# D.I.Y 4ft Double vivarium build



## Mattlp19 (Mar 30, 2009)

:welcome:
Ok I have had my beardy Taz for around 2 years now and he is beginning to outgrow his 3ft by 15" vivarium.
I decided to build my own as I also planned to get another lizard but have been undecided what to get, perfect chance to make the most of the space we had and build a 4ft by 4ft double vivarium.
This is an ongoing build but would like some feedback and ideas on making the most from it.:2thumb:








12mm Mdf purchased from B&Q in 1220mm x 2440mm sheet around £14
I had it cut at B&Q into 15" strips.








Covered all pieces in Fablon also from B&Q this is around £6 for 4 meter roll in various colours.








Using fixing blocks & 20mm screws to create the outer of vivarium and attached the hardboard backing to steady and prevent ripping screws out of Mdf.








Covered section
Fixing blocks fitted at 2ft to allow for center shelf.








Uncovered shelf resting in place.








Covered center shelf and cross section fitted.
Iron on edging applied to cover any bear Mdf.
This is as far as i have got!








Glass in place on top section need to buy more 4mm glass runner to finish lower section.

Vents and handles supplied by loobylou, i would highly recommend as a supplier for viv parts good communication and fast delivery.

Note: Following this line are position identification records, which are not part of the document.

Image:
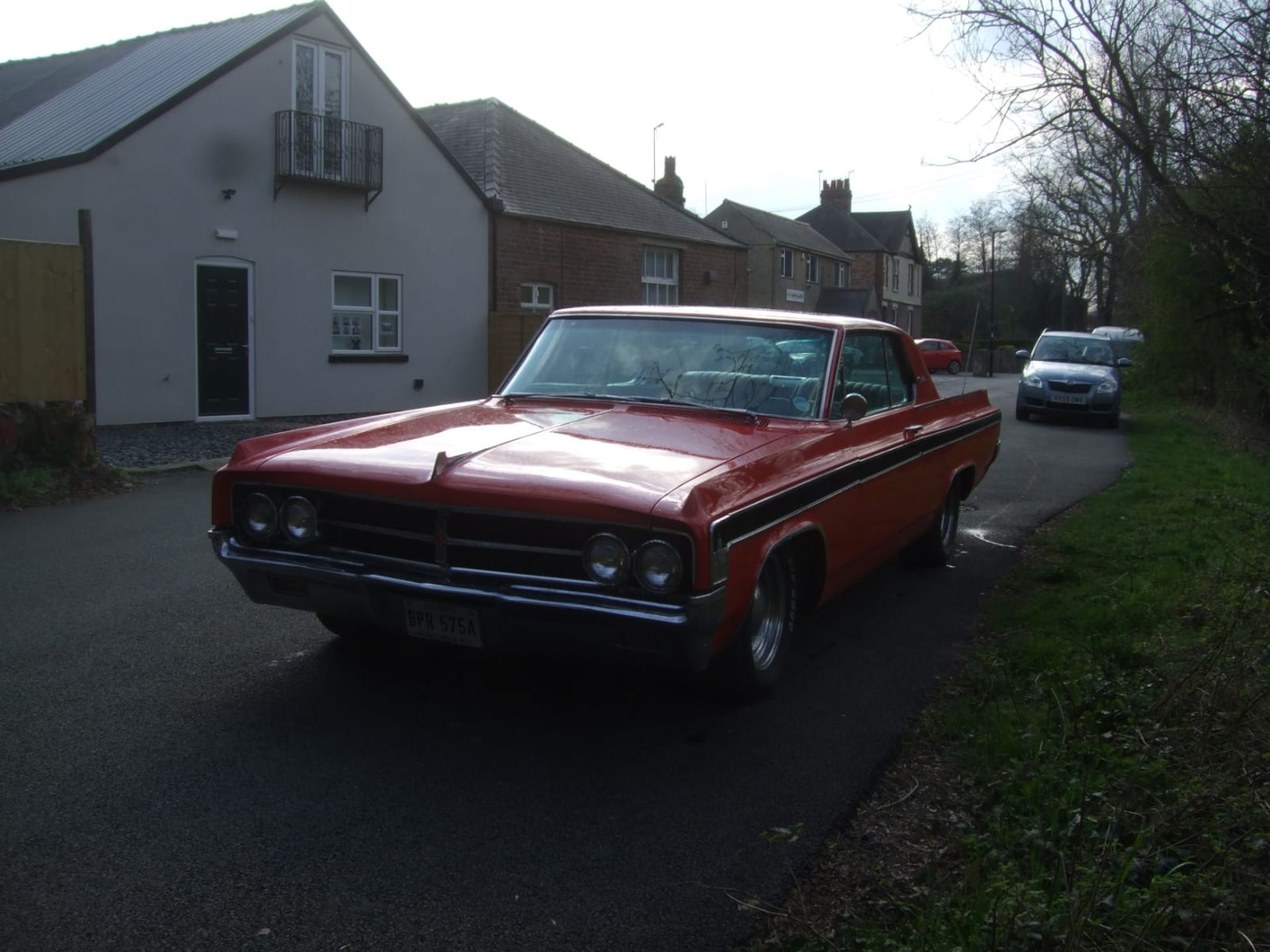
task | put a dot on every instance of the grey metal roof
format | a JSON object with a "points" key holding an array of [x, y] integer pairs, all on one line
{"points": [[59, 107], [841, 229], [888, 227], [784, 231], [538, 175]]}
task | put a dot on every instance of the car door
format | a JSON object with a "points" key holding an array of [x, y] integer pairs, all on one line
{"points": [[876, 461]]}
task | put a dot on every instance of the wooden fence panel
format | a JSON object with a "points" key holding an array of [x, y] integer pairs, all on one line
{"points": [[42, 334], [508, 337]]}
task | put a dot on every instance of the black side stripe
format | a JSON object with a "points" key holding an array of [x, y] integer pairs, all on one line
{"points": [[774, 509]]}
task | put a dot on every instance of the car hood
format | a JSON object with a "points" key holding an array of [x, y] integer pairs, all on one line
{"points": [[525, 455], [1075, 372]]}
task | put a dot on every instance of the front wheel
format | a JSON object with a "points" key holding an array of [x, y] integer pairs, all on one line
{"points": [[753, 659], [939, 543]]}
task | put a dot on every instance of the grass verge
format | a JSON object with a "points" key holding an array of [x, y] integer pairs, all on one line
{"points": [[1097, 777], [42, 485]]}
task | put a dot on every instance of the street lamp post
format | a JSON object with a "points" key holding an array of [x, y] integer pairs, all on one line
{"points": [[992, 301], [654, 151]]}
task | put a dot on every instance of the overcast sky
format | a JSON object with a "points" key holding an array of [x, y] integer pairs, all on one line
{"points": [[757, 102]]}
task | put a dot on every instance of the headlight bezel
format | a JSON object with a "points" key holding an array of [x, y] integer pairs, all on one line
{"points": [[673, 571], [269, 526], [310, 510], [621, 554]]}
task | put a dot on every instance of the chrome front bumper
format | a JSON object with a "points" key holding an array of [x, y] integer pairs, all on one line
{"points": [[516, 614]]}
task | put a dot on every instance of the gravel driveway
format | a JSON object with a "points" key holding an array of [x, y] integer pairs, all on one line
{"points": [[161, 444]]}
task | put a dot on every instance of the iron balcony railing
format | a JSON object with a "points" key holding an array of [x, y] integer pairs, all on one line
{"points": [[313, 147]]}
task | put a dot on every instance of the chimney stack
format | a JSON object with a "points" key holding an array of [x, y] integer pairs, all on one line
{"points": [[837, 193], [669, 186]]}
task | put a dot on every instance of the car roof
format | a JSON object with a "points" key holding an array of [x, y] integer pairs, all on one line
{"points": [[1074, 334], [756, 315]]}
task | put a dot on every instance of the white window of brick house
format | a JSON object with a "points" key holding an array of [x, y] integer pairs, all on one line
{"points": [[365, 313], [538, 296], [661, 276]]}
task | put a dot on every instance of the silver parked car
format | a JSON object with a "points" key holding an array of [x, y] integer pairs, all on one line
{"points": [[1071, 374]]}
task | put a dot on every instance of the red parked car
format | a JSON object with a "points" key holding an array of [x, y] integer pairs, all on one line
{"points": [[940, 354], [669, 481]]}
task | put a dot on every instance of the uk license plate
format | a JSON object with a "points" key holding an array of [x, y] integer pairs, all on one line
{"points": [[440, 621]]}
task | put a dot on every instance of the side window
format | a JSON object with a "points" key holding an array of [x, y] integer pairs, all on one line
{"points": [[872, 365], [900, 383]]}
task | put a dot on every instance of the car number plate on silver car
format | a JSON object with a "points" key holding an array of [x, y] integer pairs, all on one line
{"points": [[437, 621]]}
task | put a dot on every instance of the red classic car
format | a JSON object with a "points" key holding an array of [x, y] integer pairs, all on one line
{"points": [[671, 481], [940, 354]]}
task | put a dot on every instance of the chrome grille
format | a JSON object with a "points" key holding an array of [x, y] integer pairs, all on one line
{"points": [[441, 539]]}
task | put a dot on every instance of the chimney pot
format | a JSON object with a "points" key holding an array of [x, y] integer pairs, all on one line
{"points": [[837, 193], [669, 186]]}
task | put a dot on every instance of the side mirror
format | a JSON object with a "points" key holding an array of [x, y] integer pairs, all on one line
{"points": [[854, 407]]}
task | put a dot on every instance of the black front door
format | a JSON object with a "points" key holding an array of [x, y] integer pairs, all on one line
{"points": [[224, 383]]}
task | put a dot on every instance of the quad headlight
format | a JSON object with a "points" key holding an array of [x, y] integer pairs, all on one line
{"points": [[658, 567], [606, 559], [300, 520], [259, 517]]}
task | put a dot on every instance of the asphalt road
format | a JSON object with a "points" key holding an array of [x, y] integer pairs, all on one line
{"points": [[182, 770]]}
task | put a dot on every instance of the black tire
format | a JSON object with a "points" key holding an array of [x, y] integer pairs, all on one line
{"points": [[749, 666], [939, 543]]}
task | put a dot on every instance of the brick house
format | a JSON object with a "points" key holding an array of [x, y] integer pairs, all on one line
{"points": [[790, 263], [570, 230], [887, 257]]}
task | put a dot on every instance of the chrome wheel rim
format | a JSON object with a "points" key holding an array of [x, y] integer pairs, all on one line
{"points": [[767, 615]]}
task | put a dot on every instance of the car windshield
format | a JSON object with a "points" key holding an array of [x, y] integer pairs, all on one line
{"points": [[774, 370], [1074, 350]]}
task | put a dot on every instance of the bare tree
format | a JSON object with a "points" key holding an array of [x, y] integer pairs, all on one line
{"points": [[1169, 87]]}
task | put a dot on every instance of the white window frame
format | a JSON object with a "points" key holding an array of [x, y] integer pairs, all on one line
{"points": [[653, 282], [538, 302], [320, 50], [374, 313]]}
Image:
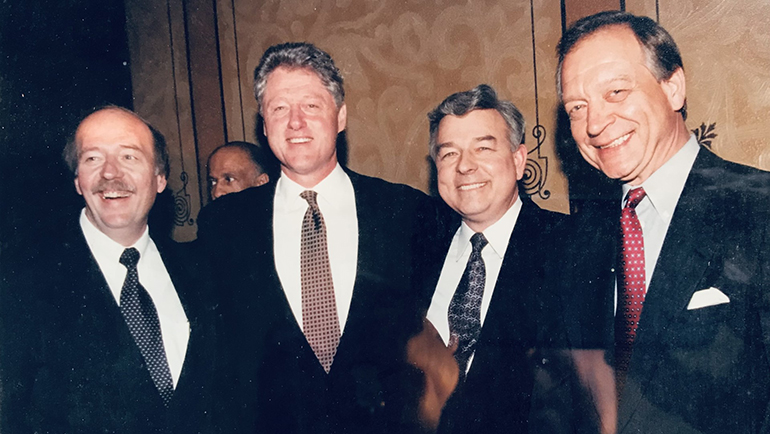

Here's a list of materials and costs so far.
Mdf 1220mm by 2440mm £14
Hardboard 1220mm by 2440mm £5
200 self tapping screws £3.50
1000 Panel pins £2
24x Fixing blocks £3
18m Fablon £24
7.5m Iron on edging £6 (packs of 2.5m)
Glass door runners £5 for 6ft (16ft required)
Air vent x4 and self adhesive handles £5
4 off glass doors cut & smoothed £28
Aquatic friendly clear sealer £2

Matt:2thumb:


----------



## clidbury (Mar 7, 2009)

Looking great so far! I love the grain on that wood.


----------



## paulab (Mar 26, 2009)

That looks brilliant :2thumb:, doesn't look very deep thow so you may have to make more, or is it deeper than it looks.


----------



## Mattlp19 (Mar 30, 2009)

paulab said:


> That looks brilliant :2thumb:, doesn't look very deep thow so you may have to make more, or is it deeper than it looks.


Thanx, unfortunatley it's only 15" deep as i am quite limited to space but as my beardy is in a 3ft by 15" high and 15" deep it's giving him more room.
The original idea was 4ft by 4ft viv without the center shelf but i read alot of comments that beadys are not very height aware and are likley to fall or jump from 4ft and injure themselves.
So beardy in the top viv and Chinese water dragon in the bottom (yet to buy)
Only worry i have is the fablon covering, they claim it is waterproof.only time will tell, it could end up looking like a bannana :gasp::lol2: (back to the drawing board)


----------



## 15060 (Feb 17, 2008)

looks great, well done!


----------



## ripley05 (Apr 17, 2009)

*runners*

hi 
I am about to make a six ft vivarium,have all the wood need runners can you tell me where you got yours from i have tried b7q homebase wicks several other places ,please help before i go crazy, ,thanks.:lol2:


----------



## arm2010 (Jun 2, 2005)

The very kind lady in the post above you sells runners and anything else you might need try loobylou.


----------



## Chuckwalla (Nov 6, 2008)

*Guarantee*

I guarantee Looylou211, for glass runners they are fantastic quality, I have had quaite a few for herself now, great speedy delivery as well

:no1::no1:


----------



## reptile0mad (Apr 12, 2009)

nice viv looks really great though not very deep:2thumb:well done!


----------



## reptiledanny (Jul 23, 2009)

*glass*

where did you get your glass and handles from. thinking about making a 4ft vivarium but don't know where to get the glass cut for it or handles.


----------



## reptiledanny (Jul 23, 2009)

*forgot to ADD.*

can we see some pics of your reps in it.


----------



## deano1583 (Oct 25, 2009)

hi i got the glass for mine from a local double glazing company and handles from ebay. good luck and hope to see pics of it finished


----------



## IndigoFire (Apr 11, 2009)

Mattlp19 said:


> So beardy in the top viv and Chinese water dragon in the bottom (yet to buy)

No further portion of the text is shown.